Yesterday, I had an appointment with my oncologist for the first time in about eighteen months. I usually see him every six months or so, but everything was pushed back because of the pandemic, and then I was finally given an appointment, and I found myself driving that old familiar route to the hospital where I had my chemo on the day before this big anniversary. It was unseasonably warm. The kids had been in the garden in their swimming stuff, eating ice lollies and having water fights. I left them in front of the TV, Paul working upstairs, and sang along to Folklore all the way there.
In the waiting room, I saw one of the nurses I knew. The one who held my hand while my port was being fitted on the day of my first chemo. She recognised me, despite the mask I was wearing, the long hair. Despite the hordes of women she must have cared for since. We had a brief chat about her daughter, who was doing her GCSEs when I was having treatment, and is in the final year of her degree now. And about mine, who was days old and fighting for her life that day this woman first held my hand, and is now at school and starting to read and the most stubborn, defiant person I’ve ever met. We did that ‘Can you believe it? Time flies’ thing. Because it does.

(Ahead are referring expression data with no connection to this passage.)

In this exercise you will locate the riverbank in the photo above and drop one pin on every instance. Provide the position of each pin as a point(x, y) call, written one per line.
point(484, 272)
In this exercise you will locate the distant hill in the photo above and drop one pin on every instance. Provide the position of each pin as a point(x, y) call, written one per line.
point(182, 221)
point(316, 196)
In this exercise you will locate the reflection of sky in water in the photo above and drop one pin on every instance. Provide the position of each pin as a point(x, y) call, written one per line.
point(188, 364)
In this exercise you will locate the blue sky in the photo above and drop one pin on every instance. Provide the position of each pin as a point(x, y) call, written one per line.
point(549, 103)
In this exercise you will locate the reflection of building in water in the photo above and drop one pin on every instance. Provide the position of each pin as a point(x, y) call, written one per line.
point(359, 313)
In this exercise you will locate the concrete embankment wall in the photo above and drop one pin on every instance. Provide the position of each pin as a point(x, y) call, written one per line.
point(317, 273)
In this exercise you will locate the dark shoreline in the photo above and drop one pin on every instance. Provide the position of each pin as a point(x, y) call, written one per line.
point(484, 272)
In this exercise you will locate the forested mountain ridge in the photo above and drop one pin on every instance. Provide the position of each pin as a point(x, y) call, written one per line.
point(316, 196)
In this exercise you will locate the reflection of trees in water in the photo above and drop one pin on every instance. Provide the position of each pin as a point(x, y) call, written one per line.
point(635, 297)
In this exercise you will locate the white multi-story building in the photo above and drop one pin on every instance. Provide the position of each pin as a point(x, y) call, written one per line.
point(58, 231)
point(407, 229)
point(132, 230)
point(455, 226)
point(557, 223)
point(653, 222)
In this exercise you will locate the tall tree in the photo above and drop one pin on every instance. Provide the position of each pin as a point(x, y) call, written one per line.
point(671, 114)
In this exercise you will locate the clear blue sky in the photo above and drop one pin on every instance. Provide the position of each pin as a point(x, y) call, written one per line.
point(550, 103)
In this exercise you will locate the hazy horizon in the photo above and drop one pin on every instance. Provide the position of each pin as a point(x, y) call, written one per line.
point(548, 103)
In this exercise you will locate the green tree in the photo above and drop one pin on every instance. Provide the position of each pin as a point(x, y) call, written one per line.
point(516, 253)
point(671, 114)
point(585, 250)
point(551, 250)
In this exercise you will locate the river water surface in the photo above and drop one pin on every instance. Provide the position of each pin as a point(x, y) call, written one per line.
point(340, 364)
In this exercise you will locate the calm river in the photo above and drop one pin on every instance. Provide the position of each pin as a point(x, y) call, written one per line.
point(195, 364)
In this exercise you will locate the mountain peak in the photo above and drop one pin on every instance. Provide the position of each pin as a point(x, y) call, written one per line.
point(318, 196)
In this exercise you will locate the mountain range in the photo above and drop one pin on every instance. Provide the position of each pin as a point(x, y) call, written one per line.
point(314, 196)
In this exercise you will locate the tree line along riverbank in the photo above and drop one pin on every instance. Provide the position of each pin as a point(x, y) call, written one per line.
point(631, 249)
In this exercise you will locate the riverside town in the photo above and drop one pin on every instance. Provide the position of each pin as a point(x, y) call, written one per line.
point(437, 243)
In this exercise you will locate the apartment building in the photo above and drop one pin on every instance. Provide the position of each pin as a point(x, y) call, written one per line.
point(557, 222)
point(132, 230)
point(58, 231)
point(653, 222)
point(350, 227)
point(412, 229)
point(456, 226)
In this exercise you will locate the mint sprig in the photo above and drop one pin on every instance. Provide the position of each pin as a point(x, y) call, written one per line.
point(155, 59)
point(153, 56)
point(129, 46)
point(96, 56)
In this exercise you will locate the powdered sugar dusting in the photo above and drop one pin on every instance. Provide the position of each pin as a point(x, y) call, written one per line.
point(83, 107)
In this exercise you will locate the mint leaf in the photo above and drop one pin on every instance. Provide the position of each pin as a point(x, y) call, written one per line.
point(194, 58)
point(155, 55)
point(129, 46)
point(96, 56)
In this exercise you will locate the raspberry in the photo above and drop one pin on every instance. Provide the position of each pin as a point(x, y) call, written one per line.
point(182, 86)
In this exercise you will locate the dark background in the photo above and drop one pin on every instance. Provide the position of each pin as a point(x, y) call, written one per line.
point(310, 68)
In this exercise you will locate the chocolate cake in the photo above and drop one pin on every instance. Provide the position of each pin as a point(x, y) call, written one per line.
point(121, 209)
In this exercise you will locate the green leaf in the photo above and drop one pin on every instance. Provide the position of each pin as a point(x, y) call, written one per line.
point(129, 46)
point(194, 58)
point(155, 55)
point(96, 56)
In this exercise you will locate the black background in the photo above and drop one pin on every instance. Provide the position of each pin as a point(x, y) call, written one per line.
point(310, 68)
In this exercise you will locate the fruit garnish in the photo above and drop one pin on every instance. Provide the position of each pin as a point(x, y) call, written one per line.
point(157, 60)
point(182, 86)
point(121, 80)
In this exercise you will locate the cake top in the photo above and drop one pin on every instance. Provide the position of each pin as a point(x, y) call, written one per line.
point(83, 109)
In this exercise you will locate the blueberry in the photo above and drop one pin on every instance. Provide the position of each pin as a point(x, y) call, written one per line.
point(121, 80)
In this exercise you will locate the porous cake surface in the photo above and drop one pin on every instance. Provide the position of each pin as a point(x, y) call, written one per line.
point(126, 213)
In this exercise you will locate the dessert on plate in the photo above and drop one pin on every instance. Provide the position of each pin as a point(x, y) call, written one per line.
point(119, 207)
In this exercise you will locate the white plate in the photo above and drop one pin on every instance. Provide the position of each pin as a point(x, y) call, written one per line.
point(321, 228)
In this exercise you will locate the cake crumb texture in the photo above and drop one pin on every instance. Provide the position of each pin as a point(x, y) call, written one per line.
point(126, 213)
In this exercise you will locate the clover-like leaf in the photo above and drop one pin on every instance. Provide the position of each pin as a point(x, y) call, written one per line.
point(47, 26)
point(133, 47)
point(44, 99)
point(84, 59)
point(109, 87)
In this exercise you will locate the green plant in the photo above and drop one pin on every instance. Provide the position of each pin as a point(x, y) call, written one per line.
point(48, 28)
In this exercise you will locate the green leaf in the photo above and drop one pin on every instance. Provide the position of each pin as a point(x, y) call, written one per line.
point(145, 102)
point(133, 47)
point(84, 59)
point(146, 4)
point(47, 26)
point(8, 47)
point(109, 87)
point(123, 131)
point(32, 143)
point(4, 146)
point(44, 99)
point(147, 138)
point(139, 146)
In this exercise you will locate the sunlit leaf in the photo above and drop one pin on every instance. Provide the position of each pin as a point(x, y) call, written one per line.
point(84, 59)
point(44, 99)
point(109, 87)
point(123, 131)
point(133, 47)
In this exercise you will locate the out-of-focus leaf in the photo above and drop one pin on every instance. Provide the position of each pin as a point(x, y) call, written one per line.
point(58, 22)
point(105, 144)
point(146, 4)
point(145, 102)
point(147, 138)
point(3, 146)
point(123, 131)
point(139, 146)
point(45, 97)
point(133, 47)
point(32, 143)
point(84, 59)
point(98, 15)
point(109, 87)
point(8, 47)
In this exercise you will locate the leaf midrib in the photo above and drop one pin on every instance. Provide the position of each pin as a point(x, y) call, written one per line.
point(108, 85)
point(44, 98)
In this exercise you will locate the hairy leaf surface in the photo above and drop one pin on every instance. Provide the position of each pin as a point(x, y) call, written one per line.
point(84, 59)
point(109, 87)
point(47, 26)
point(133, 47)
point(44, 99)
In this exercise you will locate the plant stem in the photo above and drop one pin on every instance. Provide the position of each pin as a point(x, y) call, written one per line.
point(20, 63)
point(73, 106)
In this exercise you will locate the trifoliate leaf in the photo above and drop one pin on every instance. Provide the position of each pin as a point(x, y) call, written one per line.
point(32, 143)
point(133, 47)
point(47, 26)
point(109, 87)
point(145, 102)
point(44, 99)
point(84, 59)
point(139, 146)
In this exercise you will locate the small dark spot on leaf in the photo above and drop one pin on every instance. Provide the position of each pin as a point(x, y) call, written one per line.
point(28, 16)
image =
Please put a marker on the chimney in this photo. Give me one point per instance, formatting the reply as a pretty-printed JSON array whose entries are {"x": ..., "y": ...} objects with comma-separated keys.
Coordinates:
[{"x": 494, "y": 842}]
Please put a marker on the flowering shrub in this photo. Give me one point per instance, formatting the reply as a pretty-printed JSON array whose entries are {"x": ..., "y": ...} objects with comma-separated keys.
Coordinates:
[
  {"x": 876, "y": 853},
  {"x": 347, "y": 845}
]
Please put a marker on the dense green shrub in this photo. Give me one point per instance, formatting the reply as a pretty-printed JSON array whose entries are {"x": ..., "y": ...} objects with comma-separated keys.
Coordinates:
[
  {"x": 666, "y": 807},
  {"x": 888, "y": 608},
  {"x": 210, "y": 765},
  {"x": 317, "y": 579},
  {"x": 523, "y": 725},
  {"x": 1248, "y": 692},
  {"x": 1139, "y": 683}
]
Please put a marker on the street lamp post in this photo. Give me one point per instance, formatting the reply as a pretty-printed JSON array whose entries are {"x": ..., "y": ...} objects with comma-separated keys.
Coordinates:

And it doesn’t.
My oncologist is fastidious and thorough but he leaves the emotional side of things to the nurses. One of whom once told me that if she had cancer, he’s the person she would want looking after her. When I mentioned that it was five years, I looked at him for a reaction. I remembered that in the very early days, when he’d promised to call me with some news, he kept that promise despite having had to travel to India because his father had died. I thought I saw a flicker of a smile, but I might have imagined it. We talked about my medication, he told me to stop taking one thing and that something else would change next year, and he examined me, and then I was back out in the waiting room, heading home.
I didn’t have big plans for today, because it’s impossible to have big plans at the moment. My wonderful friend Claire was coming over with her children to play in the garden, and Joe and I had made a honey cake. I was looking forward to standing with my friend, watching the kids play for the first time in months, and laughing. Little things. But then Joe appeared in our room at seven this morning, saying he didn’t feel well, and though he clearly has a cold, he was coughing a bit so Paul took him to get a Covid test and we had to cancel our plans.
We’re due to see my parents tomorrow, Paul’s parents on Saturday, both for the first time since a cold, outdoor meeting at Christmas, and I don’t know whether or not those plans will go ahead. So it’s felt hard, today, when I was hoping it might feel special. I’m more tired than I should be and I don’t know why. I feel like I did in those newborn days, like I’m in a fog. Just before lunch, I cried in the toilet for a few minutes.
I couldn’t have known this is where the world would be when I reached this milestone. I’m celebrating it the way I celebrated my fortieth birthday last year. Quietly, with my family. Trying to keep sight of the fact that being here to celebrate it at all is the important thing.